Le mosse inevitabili del prossimo presidente USA
di Alberto Forchielli, Mandarin Capital Partners
I problemi degli Stati Uniti d’America sono noti e riassumibili con la frase chi vuole consumare non ha i soldi per farlo mentre chi è in cima alla piramide sociale non sa più cosa comprare. E la campagna elettorale, a colpi di slogan, ha lanciato soluzioni d’impatto, immaginando un’economia che funzioni per tutti – e non soltanto per l’1%della popolazione più ricca – e ipotizzando assistenza sanitaria universale, college e università pubblica gratis e che ricchi e corporation paghino la giusta parte di tasse. Per un Paese che ha un mercato del lavoro molto flessibile e che ormai ha perso definitivamente la sua celeberrima vocazione industriale.
Dopo il mio recente soggiorno a Washington, tra frequentazione del Congresso e di alcuni interessanti “think tank”, posso dire di non avere dubbi sul fatto che le questioni principali dell’agenda statunitense seguiranno l’orientamento populistico e isolazionistico che l’opinione pubblica americana auspica da qualche tempo e che indipendentemente da chi sarà il successore di Obama alla Casa Bianca, questo è ciò che non potrà non accadere.
Innanzitutto sgombriamo il campo da equivoci. Con il sistema bicamerale a stelle e strisce, la premessa da fare è che il vincitore non potrà cambiare radicalmente le leggi del Paese perché se anche il senato tornasse ad essere democratico, la camera rimarrà repubblicana e il nuovo presidente non potrà avere mano libera ma dovrà gestire comunque il consenso in modo bipartisan.
Detto ciò, un “must” in arrivo è la svalutazione del dollaro. Siccome aumentare le tariffe e costringere le aziende a ricollocare la produzione negli USA rappresentano, sia tecnicamente sia politicamente, soluzioni impraticabili, l’unica mossa che l’Amministrazione potrà fare per limitare il crescente aumento del deficit commerciale sarà svalutare la propria moneta. E poi, finalmente, si affronterà la questione delle infrastrutture, che dovranno essere ammodernate “per forza”. Esse difatti sono datate e il loro mancato ammodernamento costerà migliaia di miliardi di dollari all’economia statunitense in termini di calo della produzione. Per esempio, uno studio dell’American Society of Civil Engineers, rivela che il danno sul PIL sarà pari a 4mila miliardi di dollari fra il 2016 e il 2025 in termini di vendite e attività produttive perse. Per 2,5 milioni di posti di lavoro in meno. E secondo lo stesso rapporto, sarebbero necessari investimenti in infrastrutture per 3.320 miliardi di dollari. Così oggi la questione non è più rimandabile e ammodernare le infrastrutture, dopo averle trascurate per 50 anni, darà vigore all’economia USA, liberando investimenti e creando occupazione.
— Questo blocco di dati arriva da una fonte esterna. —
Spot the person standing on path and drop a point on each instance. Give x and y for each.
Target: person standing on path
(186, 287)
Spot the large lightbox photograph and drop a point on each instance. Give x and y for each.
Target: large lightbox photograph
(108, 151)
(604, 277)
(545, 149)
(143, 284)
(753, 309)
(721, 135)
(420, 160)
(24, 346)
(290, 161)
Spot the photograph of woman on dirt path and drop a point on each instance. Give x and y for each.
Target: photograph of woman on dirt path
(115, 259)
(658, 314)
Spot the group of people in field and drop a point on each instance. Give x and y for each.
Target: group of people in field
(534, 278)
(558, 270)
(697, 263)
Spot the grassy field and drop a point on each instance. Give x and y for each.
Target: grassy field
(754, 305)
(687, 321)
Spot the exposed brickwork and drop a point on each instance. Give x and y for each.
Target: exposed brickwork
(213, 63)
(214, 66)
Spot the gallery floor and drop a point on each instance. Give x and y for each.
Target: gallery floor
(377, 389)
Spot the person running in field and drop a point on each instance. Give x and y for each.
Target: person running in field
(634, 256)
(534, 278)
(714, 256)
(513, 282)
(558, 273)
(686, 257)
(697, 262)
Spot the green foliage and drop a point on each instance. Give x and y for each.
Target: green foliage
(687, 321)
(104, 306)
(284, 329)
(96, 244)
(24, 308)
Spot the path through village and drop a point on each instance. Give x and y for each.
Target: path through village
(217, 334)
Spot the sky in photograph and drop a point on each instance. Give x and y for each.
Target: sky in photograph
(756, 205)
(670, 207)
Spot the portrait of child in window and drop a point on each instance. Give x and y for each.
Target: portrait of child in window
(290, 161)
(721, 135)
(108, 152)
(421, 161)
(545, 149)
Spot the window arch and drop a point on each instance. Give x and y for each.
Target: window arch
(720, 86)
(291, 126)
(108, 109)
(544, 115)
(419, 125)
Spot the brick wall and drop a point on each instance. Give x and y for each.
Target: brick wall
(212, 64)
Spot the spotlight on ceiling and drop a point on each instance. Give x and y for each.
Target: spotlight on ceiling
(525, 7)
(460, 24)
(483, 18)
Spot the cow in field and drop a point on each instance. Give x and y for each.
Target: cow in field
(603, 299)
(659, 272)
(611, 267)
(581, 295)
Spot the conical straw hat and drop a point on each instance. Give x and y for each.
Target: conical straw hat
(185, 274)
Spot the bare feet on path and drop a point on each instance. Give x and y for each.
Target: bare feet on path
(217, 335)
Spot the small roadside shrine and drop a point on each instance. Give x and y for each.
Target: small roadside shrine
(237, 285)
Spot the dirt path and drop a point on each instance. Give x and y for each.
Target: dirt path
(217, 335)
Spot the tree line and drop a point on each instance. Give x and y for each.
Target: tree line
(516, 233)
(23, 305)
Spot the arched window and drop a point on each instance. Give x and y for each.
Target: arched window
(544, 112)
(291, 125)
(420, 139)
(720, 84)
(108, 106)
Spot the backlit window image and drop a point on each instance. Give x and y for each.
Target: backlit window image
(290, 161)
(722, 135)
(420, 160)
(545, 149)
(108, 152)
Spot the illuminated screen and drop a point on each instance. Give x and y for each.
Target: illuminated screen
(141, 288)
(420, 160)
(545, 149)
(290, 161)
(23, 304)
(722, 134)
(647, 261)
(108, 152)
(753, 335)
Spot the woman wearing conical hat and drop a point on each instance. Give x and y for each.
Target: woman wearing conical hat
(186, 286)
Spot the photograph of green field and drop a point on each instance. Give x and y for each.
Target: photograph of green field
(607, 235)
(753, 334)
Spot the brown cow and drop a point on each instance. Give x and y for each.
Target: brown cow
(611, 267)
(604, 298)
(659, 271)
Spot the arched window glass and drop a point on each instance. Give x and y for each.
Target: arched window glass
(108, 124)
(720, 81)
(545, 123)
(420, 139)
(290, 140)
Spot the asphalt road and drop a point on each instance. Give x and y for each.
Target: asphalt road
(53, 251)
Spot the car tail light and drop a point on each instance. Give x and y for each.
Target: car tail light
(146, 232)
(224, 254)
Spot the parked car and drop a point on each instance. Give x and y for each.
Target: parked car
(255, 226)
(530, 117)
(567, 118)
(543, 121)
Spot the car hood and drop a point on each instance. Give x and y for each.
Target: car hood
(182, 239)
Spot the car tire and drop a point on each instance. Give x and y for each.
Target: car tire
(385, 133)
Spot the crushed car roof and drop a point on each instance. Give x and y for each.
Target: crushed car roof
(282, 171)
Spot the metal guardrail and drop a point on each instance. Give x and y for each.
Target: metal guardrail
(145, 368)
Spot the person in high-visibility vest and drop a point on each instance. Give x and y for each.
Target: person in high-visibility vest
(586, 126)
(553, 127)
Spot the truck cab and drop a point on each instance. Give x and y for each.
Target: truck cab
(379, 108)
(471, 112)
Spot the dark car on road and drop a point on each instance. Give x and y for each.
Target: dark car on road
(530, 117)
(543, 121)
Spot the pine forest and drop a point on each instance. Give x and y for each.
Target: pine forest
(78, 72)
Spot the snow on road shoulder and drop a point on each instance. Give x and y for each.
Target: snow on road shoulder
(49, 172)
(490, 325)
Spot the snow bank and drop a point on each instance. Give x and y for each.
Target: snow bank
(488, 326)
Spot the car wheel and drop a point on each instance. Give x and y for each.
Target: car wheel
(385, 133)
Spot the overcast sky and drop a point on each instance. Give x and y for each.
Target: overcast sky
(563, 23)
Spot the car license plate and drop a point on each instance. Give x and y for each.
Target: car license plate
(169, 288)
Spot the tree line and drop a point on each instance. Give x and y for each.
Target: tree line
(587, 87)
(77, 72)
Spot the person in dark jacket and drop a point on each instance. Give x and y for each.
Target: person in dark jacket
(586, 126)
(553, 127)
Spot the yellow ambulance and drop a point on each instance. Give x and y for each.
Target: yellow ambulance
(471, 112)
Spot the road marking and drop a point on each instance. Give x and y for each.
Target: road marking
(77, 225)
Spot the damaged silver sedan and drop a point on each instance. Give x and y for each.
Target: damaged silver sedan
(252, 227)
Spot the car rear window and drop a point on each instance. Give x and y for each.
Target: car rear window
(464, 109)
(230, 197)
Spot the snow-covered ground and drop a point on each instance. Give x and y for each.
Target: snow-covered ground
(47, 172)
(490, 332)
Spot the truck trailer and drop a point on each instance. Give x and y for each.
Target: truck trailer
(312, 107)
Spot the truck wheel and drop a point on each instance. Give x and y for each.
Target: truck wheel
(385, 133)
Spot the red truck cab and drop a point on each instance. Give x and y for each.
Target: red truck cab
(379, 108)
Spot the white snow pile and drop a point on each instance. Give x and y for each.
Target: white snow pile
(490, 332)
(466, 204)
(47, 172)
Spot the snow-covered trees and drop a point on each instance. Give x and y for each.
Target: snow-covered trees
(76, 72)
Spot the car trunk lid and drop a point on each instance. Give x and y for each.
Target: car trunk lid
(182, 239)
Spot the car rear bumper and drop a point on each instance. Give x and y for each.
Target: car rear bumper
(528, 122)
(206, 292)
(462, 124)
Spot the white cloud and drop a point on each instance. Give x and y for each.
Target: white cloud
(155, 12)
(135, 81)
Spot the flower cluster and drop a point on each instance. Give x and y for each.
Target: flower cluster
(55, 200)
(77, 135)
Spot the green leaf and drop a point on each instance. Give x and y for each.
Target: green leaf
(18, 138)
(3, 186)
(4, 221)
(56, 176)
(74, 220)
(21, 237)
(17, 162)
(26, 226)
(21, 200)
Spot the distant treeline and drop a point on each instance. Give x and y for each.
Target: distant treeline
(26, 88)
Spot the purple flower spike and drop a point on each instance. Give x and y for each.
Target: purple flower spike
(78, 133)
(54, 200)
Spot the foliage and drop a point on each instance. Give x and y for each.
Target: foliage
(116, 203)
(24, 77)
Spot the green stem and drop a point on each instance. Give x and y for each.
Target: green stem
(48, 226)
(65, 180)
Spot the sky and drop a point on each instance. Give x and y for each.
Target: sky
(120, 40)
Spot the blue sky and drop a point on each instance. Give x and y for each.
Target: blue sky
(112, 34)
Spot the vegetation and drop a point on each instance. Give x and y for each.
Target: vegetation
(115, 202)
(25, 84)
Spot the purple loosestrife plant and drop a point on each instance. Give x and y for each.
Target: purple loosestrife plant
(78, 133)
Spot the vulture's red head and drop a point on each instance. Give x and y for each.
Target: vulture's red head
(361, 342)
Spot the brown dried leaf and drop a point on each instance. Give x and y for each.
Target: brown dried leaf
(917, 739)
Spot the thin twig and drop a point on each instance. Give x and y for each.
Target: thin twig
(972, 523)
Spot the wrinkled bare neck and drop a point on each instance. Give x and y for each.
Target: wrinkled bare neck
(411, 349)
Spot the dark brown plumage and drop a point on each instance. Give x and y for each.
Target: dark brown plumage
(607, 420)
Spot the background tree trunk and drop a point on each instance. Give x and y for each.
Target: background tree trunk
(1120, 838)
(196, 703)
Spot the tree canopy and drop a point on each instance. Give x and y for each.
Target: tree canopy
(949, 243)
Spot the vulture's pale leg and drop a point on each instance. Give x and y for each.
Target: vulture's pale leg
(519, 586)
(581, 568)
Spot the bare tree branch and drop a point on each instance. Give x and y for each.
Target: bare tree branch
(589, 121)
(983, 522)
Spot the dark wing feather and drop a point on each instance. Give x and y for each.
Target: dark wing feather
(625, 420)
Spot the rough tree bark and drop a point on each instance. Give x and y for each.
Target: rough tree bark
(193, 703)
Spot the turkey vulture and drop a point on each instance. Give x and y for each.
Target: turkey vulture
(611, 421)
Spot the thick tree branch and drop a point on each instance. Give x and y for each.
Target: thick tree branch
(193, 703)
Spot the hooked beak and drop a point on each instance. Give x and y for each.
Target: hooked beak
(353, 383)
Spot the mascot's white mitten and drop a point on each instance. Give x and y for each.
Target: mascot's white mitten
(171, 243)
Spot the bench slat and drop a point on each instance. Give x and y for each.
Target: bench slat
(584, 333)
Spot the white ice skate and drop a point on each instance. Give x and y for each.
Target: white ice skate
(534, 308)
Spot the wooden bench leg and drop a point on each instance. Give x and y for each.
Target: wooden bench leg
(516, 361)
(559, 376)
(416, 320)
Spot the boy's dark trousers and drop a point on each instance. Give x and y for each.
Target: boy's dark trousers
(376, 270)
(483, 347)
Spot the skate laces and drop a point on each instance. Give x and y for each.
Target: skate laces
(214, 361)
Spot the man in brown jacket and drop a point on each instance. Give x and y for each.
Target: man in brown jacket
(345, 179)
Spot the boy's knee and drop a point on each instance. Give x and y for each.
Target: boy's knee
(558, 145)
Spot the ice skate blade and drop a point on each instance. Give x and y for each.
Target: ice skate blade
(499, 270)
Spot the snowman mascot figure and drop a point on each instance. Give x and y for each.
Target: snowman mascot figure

Per quanto concerne le questioni internazionali, si farà il “rammendo russo”. Nel senso che agli USA della crisi ucraina e del delicato rapporto tra Russia e Unione Europea interessa ben poco e quindi sarà più che plausibile un tentativo di riavviare da parte americana i rapporti economici con la Russia. Prevedo quindi una fine delle sanzioni abbastanza rapida.
Sempre sul fronte “esteri” vedo un paio di “disimpegni” in termini geo-politici-militari tanto importanti quanto inevitabili.
Il primo è verso l’Asia, con Washington che ha preso atto dell’esito fallimentare del progetto “Pivot to Asia” di Obama – frutto dell’egemonia americana dell’ultimo quarantennio come “poliziotto” del mondo – e perciò si rassegna a lasciare alla Cina il suo spazio vitale nel continente asiatico giocando solo di rimessa sostenendo Giappone, Filippine e Vietnam. Mentre, sul piano economico (precisamente su commercio e investimenti), con la Cina, al contrario di quanto speravano i Cinesi, non firmerà nessun accordo bilaterale sugli investimenti (al contrario di ciò che scioccamente si accinge a fare la EU) perché gli USA non intendono subire l’andata di investimento cinese cui è sottoposta l’Europa è certamente non daranno ai cinesi lo status di “economia di mercato” dopo che loro hanno disatteso tutte le regole del WTO (cosa che la Commissione EU pensava di fare prima di essere bocciata dall’euro-parlamento).
Il secondo “disimpegno” è nei confronti delle crisi mediorientali, che, semplicemente, lasceranno sbrigare alla UE. Gli Stati Uniti si sono resi conto che in Medio Oriente il problema è irrisolvibile. Con il risultato che noi europei ci troveremo sempre più soli e con meno appoggio militare. E la conseguenza? Riguarda proprio noi. Perché dovremo imparare a cavarcela da soli, anche e soprattutto militarmente. E non sarà facile.